Published Jul. 6, 2006

Challenger Michael Blackstone, a Crystal River lawyer, upset Citrus Judge John Thurman in a down-to-the-wire battle Tuesday in the 5th Judicial Circuit, the state Division of Elections reported.

Final results for the group 11 seat, as reported to the division in Tallahassee and posted on the Internet, showed Blackstone winning by 77 votes.

In the Group 9 race, the division reported that Judge Jack Singbush held off a strong challenge from Ocala lawyer John Welch. In the Group 3 race, Barbara Gurrola and Curtis Neal will square off in a November runoff.

The races are non-partisan and the winners in Groups 3 and 11 will serve in Citrus County, while the group 9 winner works in Ocala. The jobs are for six-year terms that pay $104,620 per year. The circuit includes Citrus, Hernando, Marion, Lake and Sumter counties.

This was the first time in his 12 years on the bench Thurman, 49, faced opposition. Blackstone, 40, promised that if elected he would make the post more visible. Thurman, who touted his wide range of experience, questioned Blackstone's plan, saying an effective judge should maintain a healthy distance from the public.

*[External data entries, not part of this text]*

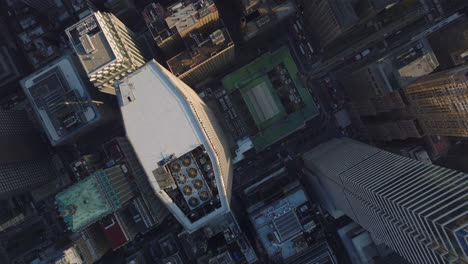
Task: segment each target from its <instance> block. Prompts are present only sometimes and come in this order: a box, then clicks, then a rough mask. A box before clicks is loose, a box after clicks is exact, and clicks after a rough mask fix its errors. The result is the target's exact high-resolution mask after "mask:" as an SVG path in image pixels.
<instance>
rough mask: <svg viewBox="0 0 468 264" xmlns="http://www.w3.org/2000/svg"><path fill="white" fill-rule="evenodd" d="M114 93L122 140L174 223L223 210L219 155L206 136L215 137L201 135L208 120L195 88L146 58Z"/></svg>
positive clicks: (192, 229)
mask: <svg viewBox="0 0 468 264" xmlns="http://www.w3.org/2000/svg"><path fill="white" fill-rule="evenodd" d="M148 84H150V85H148ZM117 97H118V100H119V104H120V106H121V112H122V117H123V122H124V126H125V128H126V132H127V138H128V139H129V141H130V142H131V144H132V146H133V148H134V149H135V152H136V154H137V156H138V158H139V160H140V162H141V164H142V166H143V168H144V170H145V173H146V175H147V177H148V179H149V182H150V184H151V185H152V187H153V190H154V192H155V193H156V194H157V195H158V196H159V198H160V199H161V200H162V201H163V202H164V203H165V204H166V206H167V207H168V208H169V210H170V211H171V212H172V213H173V214H174V216H175V217H176V218H177V219H178V220H179V222H181V223H182V225H183V226H184V227H185V228H187V229H188V230H194V229H198V228H199V227H202V226H203V225H205V224H206V223H207V221H209V220H210V219H212V218H214V217H217V216H219V215H221V214H222V213H223V212H226V210H227V197H226V194H225V192H224V191H223V190H226V189H227V188H228V187H226V185H227V184H228V182H225V181H226V180H225V179H224V178H221V177H224V176H222V175H224V174H222V173H223V172H222V171H223V170H224V169H223V168H224V167H220V164H219V163H220V162H222V159H223V158H224V156H223V157H222V158H221V157H218V156H216V153H214V152H213V146H212V144H216V143H215V142H214V141H211V140H213V138H211V139H209V138H208V137H209V136H219V135H217V134H216V133H217V132H215V134H207V133H208V132H207V131H206V130H205V128H206V127H208V126H209V125H210V122H211V121H210V120H208V119H207V117H206V116H204V114H206V113H205V112H204V111H206V110H205V109H200V108H198V106H199V104H201V99H200V98H199V97H198V96H197V95H196V94H195V92H193V90H192V89H191V88H190V87H188V86H187V85H185V84H184V83H183V82H182V81H180V80H179V79H178V78H177V77H175V76H174V75H172V74H171V73H170V72H168V71H167V70H166V69H164V68H163V67H162V66H160V65H159V64H158V63H156V62H155V61H151V62H148V63H147V64H146V65H145V66H143V67H142V68H140V69H139V70H137V71H136V72H134V73H132V74H130V75H129V76H128V78H125V79H124V80H122V81H121V82H120V83H119V88H118V89H117ZM155 117H157V118H156V119H155ZM201 122H203V126H202V124H201ZM210 133H212V132H211V131H210ZM214 140H216V139H214ZM217 146H218V145H217ZM220 151H223V149H220ZM218 155H219V154H218ZM225 176H226V177H227V175H225Z"/></svg>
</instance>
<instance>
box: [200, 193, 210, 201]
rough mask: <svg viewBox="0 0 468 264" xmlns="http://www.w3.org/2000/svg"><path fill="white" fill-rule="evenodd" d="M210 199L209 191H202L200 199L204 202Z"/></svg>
mask: <svg viewBox="0 0 468 264" xmlns="http://www.w3.org/2000/svg"><path fill="white" fill-rule="evenodd" d="M209 197H210V196H209V195H208V192H207V191H201V192H200V199H201V200H202V201H206V200H208V198H209Z"/></svg>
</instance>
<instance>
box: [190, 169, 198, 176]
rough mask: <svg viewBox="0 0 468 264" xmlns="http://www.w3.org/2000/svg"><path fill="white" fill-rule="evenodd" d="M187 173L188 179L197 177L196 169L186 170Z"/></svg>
mask: <svg viewBox="0 0 468 264" xmlns="http://www.w3.org/2000/svg"><path fill="white" fill-rule="evenodd" d="M188 173H189V177H190V178H195V177H197V174H198V172H197V169H195V168H190V169H188Z"/></svg>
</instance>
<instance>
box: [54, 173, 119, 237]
mask: <svg viewBox="0 0 468 264" xmlns="http://www.w3.org/2000/svg"><path fill="white" fill-rule="evenodd" d="M55 200H56V202H57V204H58V208H59V212H60V214H61V215H62V216H63V217H64V220H65V222H66V223H67V225H68V226H69V227H70V229H71V230H72V231H74V232H75V231H78V230H80V229H82V228H84V227H86V226H88V225H89V224H92V223H94V222H95V221H96V220H98V219H100V218H102V217H104V216H106V215H108V214H109V213H111V212H112V206H111V204H110V203H109V201H108V200H107V199H106V194H105V192H104V190H103V189H102V188H101V186H100V184H99V182H98V180H97V178H96V177H88V178H86V179H84V180H82V181H80V182H78V183H77V184H75V185H73V186H71V187H70V188H68V189H66V190H65V191H63V192H60V193H59V194H57V195H56V197H55Z"/></svg>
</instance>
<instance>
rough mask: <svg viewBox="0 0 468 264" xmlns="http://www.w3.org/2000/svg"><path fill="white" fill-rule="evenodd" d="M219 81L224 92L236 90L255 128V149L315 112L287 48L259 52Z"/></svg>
mask: <svg viewBox="0 0 468 264" xmlns="http://www.w3.org/2000/svg"><path fill="white" fill-rule="evenodd" d="M222 82H223V86H224V89H225V90H226V92H228V93H232V92H234V91H236V90H239V91H240V94H241V95H242V99H243V101H244V103H245V105H246V107H247V108H248V112H249V113H250V114H251V116H252V119H253V120H254V122H255V125H256V126H257V128H258V131H259V132H258V133H257V134H256V135H252V141H253V143H254V145H255V148H256V149H257V150H259V151H260V150H263V149H265V148H266V147H268V146H269V145H271V144H273V143H275V142H276V141H278V140H280V139H281V138H284V137H285V136H287V135H289V134H291V133H293V132H294V131H296V130H297V129H300V128H301V127H303V126H304V125H305V122H306V121H307V120H310V119H312V118H314V117H315V116H317V115H318V114H319V112H318V110H317V108H316V106H315V104H314V102H313V100H312V97H311V95H310V94H309V92H308V90H307V89H306V88H305V87H304V85H303V83H302V80H301V79H300V77H299V75H298V69H297V66H296V64H295V62H294V60H293V58H292V56H291V54H290V52H289V49H288V48H287V47H282V48H280V49H278V50H276V51H274V52H272V53H267V54H265V55H263V56H262V57H260V58H258V59H256V60H255V61H253V62H252V63H250V64H248V65H246V66H244V67H242V68H240V69H239V70H237V71H235V72H233V73H231V74H229V75H227V76H225V77H224V78H223V80H222Z"/></svg>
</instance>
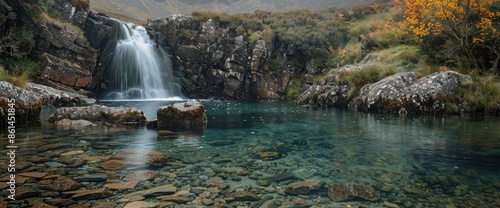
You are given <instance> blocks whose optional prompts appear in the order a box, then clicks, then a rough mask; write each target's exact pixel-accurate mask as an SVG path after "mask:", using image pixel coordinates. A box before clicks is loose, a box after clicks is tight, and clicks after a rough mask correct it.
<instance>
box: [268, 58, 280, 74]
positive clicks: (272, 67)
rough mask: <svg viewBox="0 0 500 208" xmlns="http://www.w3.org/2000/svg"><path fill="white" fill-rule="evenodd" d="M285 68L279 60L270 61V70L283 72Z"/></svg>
mask: <svg viewBox="0 0 500 208" xmlns="http://www.w3.org/2000/svg"><path fill="white" fill-rule="evenodd" d="M283 67H284V63H283V61H281V60H279V59H271V60H270V61H269V69H270V70H272V71H277V70H282V69H283Z"/></svg>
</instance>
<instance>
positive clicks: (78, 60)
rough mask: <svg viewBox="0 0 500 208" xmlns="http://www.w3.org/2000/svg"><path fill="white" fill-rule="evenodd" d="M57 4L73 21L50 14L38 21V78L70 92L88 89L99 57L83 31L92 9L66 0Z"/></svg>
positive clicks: (65, 14)
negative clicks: (80, 5) (71, 4)
mask: <svg viewBox="0 0 500 208" xmlns="http://www.w3.org/2000/svg"><path fill="white" fill-rule="evenodd" d="M56 5H57V9H59V10H60V12H61V16H62V18H63V19H64V20H66V21H68V22H69V23H63V22H61V21H59V20H54V19H52V18H50V17H46V18H42V20H40V21H39V24H37V25H36V33H35V40H36V46H35V48H34V49H33V50H32V57H33V58H34V59H35V60H38V61H39V63H40V64H41V68H42V72H41V74H40V75H39V76H38V78H37V79H36V80H35V81H36V82H37V83H40V84H43V85H47V86H51V87H54V88H57V89H61V90H65V91H69V92H78V91H81V90H85V89H87V87H88V86H89V85H90V83H91V82H92V73H93V71H94V68H95V67H96V61H97V51H96V49H95V48H93V47H91V46H90V43H89V42H88V41H87V38H86V37H85V36H84V35H83V31H82V27H83V24H84V23H85V22H86V20H87V16H88V13H89V10H88V8H82V7H76V6H73V5H71V3H70V2H69V1H66V0H58V1H57V4H56Z"/></svg>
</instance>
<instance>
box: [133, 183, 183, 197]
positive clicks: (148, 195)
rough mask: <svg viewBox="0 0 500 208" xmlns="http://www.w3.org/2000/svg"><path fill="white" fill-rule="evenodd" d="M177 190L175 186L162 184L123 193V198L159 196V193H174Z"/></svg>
mask: <svg viewBox="0 0 500 208" xmlns="http://www.w3.org/2000/svg"><path fill="white" fill-rule="evenodd" d="M176 191H177V187H175V186H173V185H163V186H158V187H154V188H150V189H146V190H141V191H136V192H132V193H129V194H125V195H123V198H131V197H137V196H143V197H146V196H159V195H169V194H174V193H175V192H176Z"/></svg>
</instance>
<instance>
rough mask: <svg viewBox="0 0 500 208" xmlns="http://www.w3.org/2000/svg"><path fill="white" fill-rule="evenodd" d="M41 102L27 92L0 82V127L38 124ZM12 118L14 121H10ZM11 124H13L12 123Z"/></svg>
mask: <svg viewBox="0 0 500 208" xmlns="http://www.w3.org/2000/svg"><path fill="white" fill-rule="evenodd" d="M42 104H43V100H42V98H40V97H39V96H36V95H34V94H33V93H31V92H30V91H29V90H27V89H25V88H21V87H17V86H15V85H13V84H10V83H8V82H0V126H1V127H4V126H7V125H8V124H9V123H8V122H9V121H10V122H11V124H14V125H10V126H25V125H30V124H33V123H38V122H40V112H41V111H42ZM12 118H14V120H13V119H12ZM12 122H13V123H12Z"/></svg>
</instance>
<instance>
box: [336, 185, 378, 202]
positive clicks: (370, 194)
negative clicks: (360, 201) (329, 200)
mask: <svg viewBox="0 0 500 208" xmlns="http://www.w3.org/2000/svg"><path fill="white" fill-rule="evenodd" d="M328 197H330V199H331V200H333V201H336V202H341V201H354V200H365V201H378V200H380V192H378V191H377V190H375V189H374V188H372V187H370V186H363V185H359V184H352V183H347V184H328Z"/></svg>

Reports showed that Singbush won by about 1,200 votes.

Singbush, 44, became a circuit judge in 1989 when he defeated Wallace Sturgis. He took office in 1990 and, during his six years on the bench, has handled 36,000 hearings, mostly in Hernando and Marion counties. Singbush prides himself on using innovative methods in handling juvenile delinquents and hopes to make better use of courtroom technology.

Welch, 55, has practiced law the past 28 years, mostly in Ocala. He said he challenged Singbush because the judge was consistently late for court, did not keep his docket current and otherwise was failing in his duties.

The Group 3 race featured three candidates with various levels of experience. Gurrola, 53, was a junior high school English teacher in the Midwest for many years, while Neal, 41, started his career with the Florida Highway Patrol. The third candidate, Willard Pope, was a Marion County sheriff's deputy for 10 years before leaving to get his law degree.

State records showed that Gurrola beat Neal by about 12,000 votes, with Pope coming in a distant third.